I have a table containing about 5 million records and a GIN index on Barcodes
column.
I have this query:
SELECT T1.*
FROM public."Skus" AS T1
WHERE (T1."Barcodes" && '{ "THE_BARCODE" }')
LIMIT 11;
It takes very long (seconds) and the explain shows me the db is constantly running a seq scan
.
Now, if I omit the LIMIT
:
SELECT T1.*
FROM public."Skus" AS T1
WHERE (T1."Barcodes" && '{ "THE_BARCODE" }');
it takes only a few milliseconds and the explain shows me an index scan
.
Why?
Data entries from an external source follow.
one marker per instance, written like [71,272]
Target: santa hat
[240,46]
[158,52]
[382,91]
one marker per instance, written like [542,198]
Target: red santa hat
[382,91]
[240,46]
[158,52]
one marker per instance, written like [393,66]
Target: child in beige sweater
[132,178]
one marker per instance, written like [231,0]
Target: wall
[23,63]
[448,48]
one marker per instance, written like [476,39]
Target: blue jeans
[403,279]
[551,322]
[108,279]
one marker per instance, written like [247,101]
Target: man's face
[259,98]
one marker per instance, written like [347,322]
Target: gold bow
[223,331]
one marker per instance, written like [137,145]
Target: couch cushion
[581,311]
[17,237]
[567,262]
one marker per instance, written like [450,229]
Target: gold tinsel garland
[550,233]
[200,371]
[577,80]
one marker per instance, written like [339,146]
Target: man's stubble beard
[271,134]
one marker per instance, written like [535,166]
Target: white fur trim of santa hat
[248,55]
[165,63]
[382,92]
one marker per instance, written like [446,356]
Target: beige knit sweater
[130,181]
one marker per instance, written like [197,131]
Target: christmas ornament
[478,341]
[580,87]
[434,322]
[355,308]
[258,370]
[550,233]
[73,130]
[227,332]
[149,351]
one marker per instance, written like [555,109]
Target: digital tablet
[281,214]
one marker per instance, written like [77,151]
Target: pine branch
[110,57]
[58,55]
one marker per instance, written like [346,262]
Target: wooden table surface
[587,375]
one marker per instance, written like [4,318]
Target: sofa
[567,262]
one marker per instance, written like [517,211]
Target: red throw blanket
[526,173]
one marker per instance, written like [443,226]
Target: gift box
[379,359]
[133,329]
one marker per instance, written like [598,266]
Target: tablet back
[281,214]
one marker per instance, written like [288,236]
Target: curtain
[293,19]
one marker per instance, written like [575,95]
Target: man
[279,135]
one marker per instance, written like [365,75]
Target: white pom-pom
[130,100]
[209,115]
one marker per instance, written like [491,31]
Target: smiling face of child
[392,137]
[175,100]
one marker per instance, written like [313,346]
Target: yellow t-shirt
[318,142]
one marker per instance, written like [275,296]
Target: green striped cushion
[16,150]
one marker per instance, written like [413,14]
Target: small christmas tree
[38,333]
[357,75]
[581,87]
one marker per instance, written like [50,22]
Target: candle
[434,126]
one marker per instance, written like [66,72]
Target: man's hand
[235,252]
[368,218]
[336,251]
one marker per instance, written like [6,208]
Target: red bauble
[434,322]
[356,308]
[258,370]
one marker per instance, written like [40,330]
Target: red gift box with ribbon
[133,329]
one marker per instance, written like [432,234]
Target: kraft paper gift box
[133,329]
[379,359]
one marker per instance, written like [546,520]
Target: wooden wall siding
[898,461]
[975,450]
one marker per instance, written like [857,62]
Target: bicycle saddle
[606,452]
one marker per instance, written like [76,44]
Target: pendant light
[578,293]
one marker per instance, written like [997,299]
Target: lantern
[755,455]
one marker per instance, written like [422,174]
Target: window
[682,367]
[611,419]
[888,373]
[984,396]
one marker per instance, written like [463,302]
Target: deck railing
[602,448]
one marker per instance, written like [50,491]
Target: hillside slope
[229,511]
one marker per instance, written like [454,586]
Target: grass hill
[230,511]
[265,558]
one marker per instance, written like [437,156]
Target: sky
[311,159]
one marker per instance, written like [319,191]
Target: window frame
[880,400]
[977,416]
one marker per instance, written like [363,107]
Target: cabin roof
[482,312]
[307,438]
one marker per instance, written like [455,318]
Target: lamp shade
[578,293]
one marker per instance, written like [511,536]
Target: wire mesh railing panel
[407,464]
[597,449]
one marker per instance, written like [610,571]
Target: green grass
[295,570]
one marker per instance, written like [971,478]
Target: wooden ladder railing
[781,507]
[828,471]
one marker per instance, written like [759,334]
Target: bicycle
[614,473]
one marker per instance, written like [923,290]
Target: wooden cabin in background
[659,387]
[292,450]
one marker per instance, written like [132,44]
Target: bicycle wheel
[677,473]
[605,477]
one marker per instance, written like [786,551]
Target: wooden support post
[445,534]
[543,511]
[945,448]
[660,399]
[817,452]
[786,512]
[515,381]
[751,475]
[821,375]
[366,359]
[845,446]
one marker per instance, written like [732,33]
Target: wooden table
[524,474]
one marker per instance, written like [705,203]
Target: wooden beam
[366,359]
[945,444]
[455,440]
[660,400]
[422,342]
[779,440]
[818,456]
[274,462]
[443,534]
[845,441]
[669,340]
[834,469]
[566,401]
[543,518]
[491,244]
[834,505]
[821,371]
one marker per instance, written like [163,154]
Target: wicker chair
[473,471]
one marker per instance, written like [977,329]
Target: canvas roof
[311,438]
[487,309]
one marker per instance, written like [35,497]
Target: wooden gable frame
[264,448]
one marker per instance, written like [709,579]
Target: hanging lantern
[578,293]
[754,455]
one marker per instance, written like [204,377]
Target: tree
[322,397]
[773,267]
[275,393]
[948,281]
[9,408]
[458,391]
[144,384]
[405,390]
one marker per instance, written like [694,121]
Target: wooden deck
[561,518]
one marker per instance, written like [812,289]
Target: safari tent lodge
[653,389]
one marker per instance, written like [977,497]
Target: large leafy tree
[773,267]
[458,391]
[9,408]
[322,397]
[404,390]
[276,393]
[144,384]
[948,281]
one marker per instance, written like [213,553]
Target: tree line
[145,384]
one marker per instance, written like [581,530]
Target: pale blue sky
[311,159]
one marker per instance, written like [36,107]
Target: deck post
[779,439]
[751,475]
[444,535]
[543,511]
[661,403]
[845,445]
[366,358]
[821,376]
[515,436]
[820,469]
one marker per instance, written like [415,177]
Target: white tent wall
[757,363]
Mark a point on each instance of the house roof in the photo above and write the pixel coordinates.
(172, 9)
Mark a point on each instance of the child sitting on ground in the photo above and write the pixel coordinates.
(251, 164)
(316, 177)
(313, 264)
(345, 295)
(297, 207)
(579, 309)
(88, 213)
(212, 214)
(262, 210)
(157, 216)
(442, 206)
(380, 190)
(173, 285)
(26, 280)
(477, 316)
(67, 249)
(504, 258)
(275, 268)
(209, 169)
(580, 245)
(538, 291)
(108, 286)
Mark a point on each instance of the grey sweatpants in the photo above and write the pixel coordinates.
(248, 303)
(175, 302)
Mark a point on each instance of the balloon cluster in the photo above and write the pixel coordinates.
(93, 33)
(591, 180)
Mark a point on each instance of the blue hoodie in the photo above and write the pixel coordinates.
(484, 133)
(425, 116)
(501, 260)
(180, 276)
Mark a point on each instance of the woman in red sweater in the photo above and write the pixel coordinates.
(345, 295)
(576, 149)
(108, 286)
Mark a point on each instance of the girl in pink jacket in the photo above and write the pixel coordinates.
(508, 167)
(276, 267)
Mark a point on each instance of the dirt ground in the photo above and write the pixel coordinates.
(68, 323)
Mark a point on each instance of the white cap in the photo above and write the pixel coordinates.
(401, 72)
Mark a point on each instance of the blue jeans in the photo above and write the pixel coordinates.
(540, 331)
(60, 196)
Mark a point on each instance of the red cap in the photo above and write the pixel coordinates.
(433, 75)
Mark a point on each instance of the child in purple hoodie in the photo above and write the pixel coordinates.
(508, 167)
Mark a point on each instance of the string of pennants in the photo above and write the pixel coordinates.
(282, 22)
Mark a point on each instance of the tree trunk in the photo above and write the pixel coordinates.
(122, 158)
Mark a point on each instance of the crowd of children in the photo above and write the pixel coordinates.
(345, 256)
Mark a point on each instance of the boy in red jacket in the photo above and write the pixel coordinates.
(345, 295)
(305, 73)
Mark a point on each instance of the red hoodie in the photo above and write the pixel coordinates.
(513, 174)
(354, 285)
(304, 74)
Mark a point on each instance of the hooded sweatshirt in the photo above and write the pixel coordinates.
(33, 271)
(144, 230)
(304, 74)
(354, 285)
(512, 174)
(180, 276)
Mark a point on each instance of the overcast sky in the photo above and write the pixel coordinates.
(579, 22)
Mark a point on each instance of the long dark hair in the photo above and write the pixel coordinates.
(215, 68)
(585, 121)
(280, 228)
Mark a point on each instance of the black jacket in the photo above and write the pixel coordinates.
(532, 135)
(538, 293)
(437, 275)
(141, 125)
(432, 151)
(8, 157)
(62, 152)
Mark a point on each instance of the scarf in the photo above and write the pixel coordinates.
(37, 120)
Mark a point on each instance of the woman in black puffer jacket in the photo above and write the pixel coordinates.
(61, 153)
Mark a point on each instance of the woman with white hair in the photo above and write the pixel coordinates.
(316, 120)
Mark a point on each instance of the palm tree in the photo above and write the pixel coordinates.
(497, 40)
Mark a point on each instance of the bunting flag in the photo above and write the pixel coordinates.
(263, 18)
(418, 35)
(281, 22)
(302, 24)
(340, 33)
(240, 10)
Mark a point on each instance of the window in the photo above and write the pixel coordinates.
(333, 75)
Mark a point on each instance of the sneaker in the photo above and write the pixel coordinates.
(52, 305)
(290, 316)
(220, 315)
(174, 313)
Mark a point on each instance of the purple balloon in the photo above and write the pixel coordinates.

How to avoid/overcome this?
Note: queries are dynamically generated by application, so isn't easy to remove the `LIMIT' (and sometimes it is even necessary).
Additional information as specified at: https://wiki.postgresql.org/wiki/Slow_Query_Questions
Postgres version
SELECT version();
gives
PostgreSQL 14.7 on x86_64-pc-linux-gnu, compiled by gcc (Ubuntu 7.5.0-3ubuntu1~18.04) 7.5.0, 64-bit
Operating system+version
Azure Database for PostgreSQL flexible server
Full Table and Index Schema
CREATE TABLE IF NOT EXISTS public."Skus"
(
"Id" text COLLATE pg_catalog."default" NOT NULL,
"Style" text COLLATE pg_catalog."default" NOT NULL,
"ColorId" text COLLATE pg_catalog."default",
"DropId" text COLLATE pg_catalog."default",
"SizeId" text COLLATE pg_catalog."default",
"LotId" text COLLATE pg_catalog."default",
"Barcodes" text[] COLLATE pg_catalog."default" NOT NULL,
"AuthorizationTags" text[] COLLATE pg_catalog."default" NOT NULL,
"CreatedBy" text COLLATE pg_catalog."default" NOT NULL,
"CreatedOn" timestamp with time zone NOT NULL,
"UpdatedBy" text COLLATE pg_catalog."default" NOT NULL,
"UpdatedOn" timestamp with time zone NOT NULL,
CONSTRAINT "PK_Skus" PRIMARY KEY ("Id")
)
TABLESPACE pg_default;
ALTER TABLE IF EXISTS public."Skus"
OWNER to azadmin;
-- Index: IX_Skus_Barcodes
-- DROP INDEX IF EXISTS public."IX_Skus_Barcodes";
CREATE INDEX IF NOT EXISTS "IX_Skus_Barcodes"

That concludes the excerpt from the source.